What does Know-Your-Customer (KYC) mean?

The Money Laundering Act stipulates that obliged entities must know their customers. But how does the identification of customers according to the Money Laundering Act, i.e. KYC, work?

 

Why does a KYC procedure have to be carried out?

The natural enemy of money laundering is transparency, so it is important to know your customer. According to the Money Laundering Act, the central task is to determine and verify certain customer data. The more unusual the individual case, the more information must be collected about the customer.

All processes and documents must be comprehensively documented. The documentation protects you and the company from having to pay high fines. The supervisory authorities check that complete documentation is available for each customer.

How does a KYC procedure work?

The KYC process is essentially divided into three sections: Identification, i.e. the collection of data from the customer, verification and, finally, risk assessment. The individual steps can be very complicated.

KYC for natural persons

If your customer is a natural person, i.e. not a company, there are a few things to bear in mind. Firstly, you must establish exactly who the contractual partner is. Sometimes it can happen that another person acts on behalf of the contractual partner. There can be various reasons for this, e.g. the contractual partner is not on site or there are language barriers. However, it is also possible that someone is deliberately being used as a front man. The person acting as a front man must therefore always be included in the verification process in accordance with the Money Laundering Act. The following information must be collected from the contractual partner and any person acting as a front man:

First name and surname, place of birth, date of birth, nationality (both in the case of dual nationality) and
a residential address

All information of the customer and any persons appearing must be verified by a valid identification document.

KYC for legal entities

If the customer is a legal entity, i.e. a company, there are many things to consider. Firstly, you need to establish exactly who the contractual partner is. There are many types of company, such as limited liability companies, public limited companies, limited partnerships or civil law partnerships (GbR for short). It is also possible that a foreign company form is involved. The following information must be collected from the contractual partner:

Company name, name or designation, legal form, registration number, if available, address of the registered office or principal place of business and the names of the members of the representative body or the names of the legal representatives.
Representative.

If a member of the representative body or the legal representative is again a legal entity, the company name or designation, legal form, registration number, if available, and address of the registered office or principal place of business must also be collected.
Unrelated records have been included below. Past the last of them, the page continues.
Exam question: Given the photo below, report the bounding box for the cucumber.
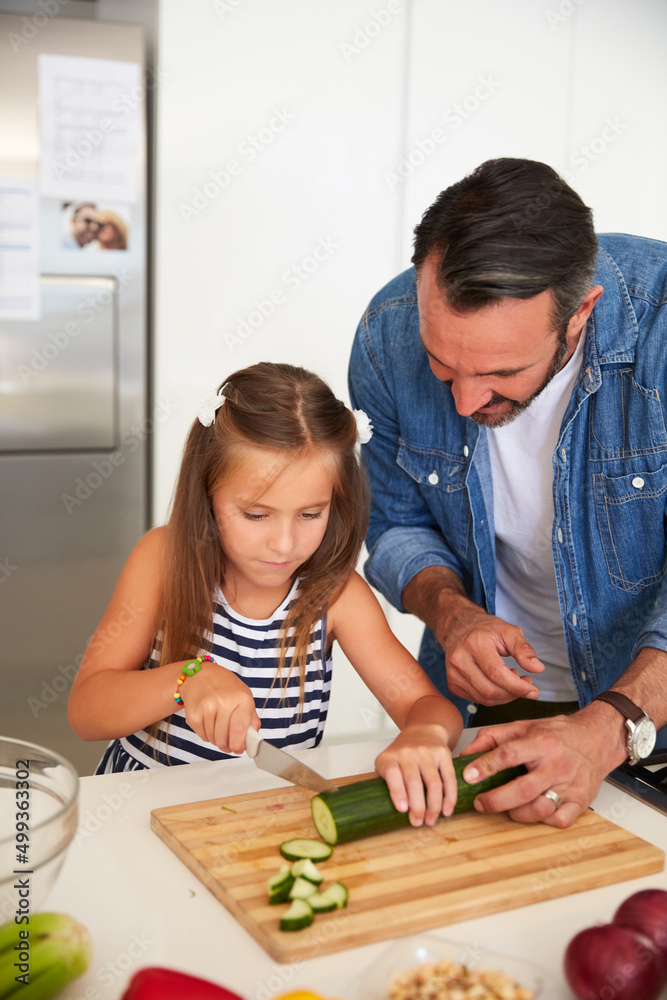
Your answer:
[280,836,338,861]
[280,899,313,931]
[288,878,317,899]
[266,865,294,903]
[285,858,324,885]
[311,753,526,844]
[308,882,347,913]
The information must be verified on the basis of suitable documents. These include, for example, an extract from the commercial, co-operative or association register or founding documents or comparable documents.

Appearing person

Companies are always represented by a natural person. This can be the managing director, an authorised signatory or another representative of the company.

The following information must again be collected from the performing person:

First name and surname, place of birth, date of birth, nationality and a residential address.
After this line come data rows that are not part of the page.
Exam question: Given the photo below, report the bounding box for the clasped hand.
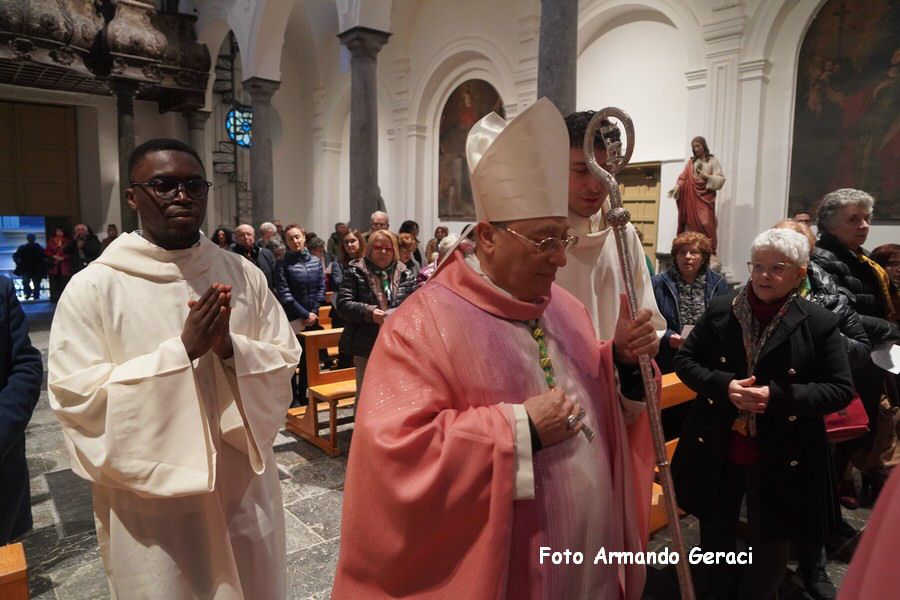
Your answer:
[181,283,234,360]
[613,294,659,364]
[728,375,769,414]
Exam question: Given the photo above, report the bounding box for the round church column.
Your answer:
[338,27,391,229]
[243,77,281,225]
The information must be verified using a valid official photo ID, e.g. identity card or passport. It must also be checked whether the person appearing is authorised to act on behalf of the contractual partner.

Beneficial owner

Furthermore, a beneficial owner must always be identified for legal entities. This is the natural person who owns or controls a legal entity. It must be checked whether the information requested from the customer matches the information contained in the transparency register.

Risk assessment

Finally, a risk assessment is necessary based on a large number of factors. There are typical risk persons and risk situations where additional measures (so-called enhanced due diligence) must be taken, e.g. in the case of politically exposed persons (PEP), high-risk countries or other conspicuous situations.

At what point does a KYC procedure have to take place?

The KYC procedure must always take place before the business relationship is established.

Doesn't that all speak against data protection?

The Money Laundering Act expressly stipulates that the customer must be identified and checked.
There is a special legal basis for this in § 11a GwG.

How long do the KYC documents have to be kept?

All information collected and verification processes relating to customers must be documented in detail and retained for at least 5 years. A breach of the documentation and retention obligation can be severely penalised.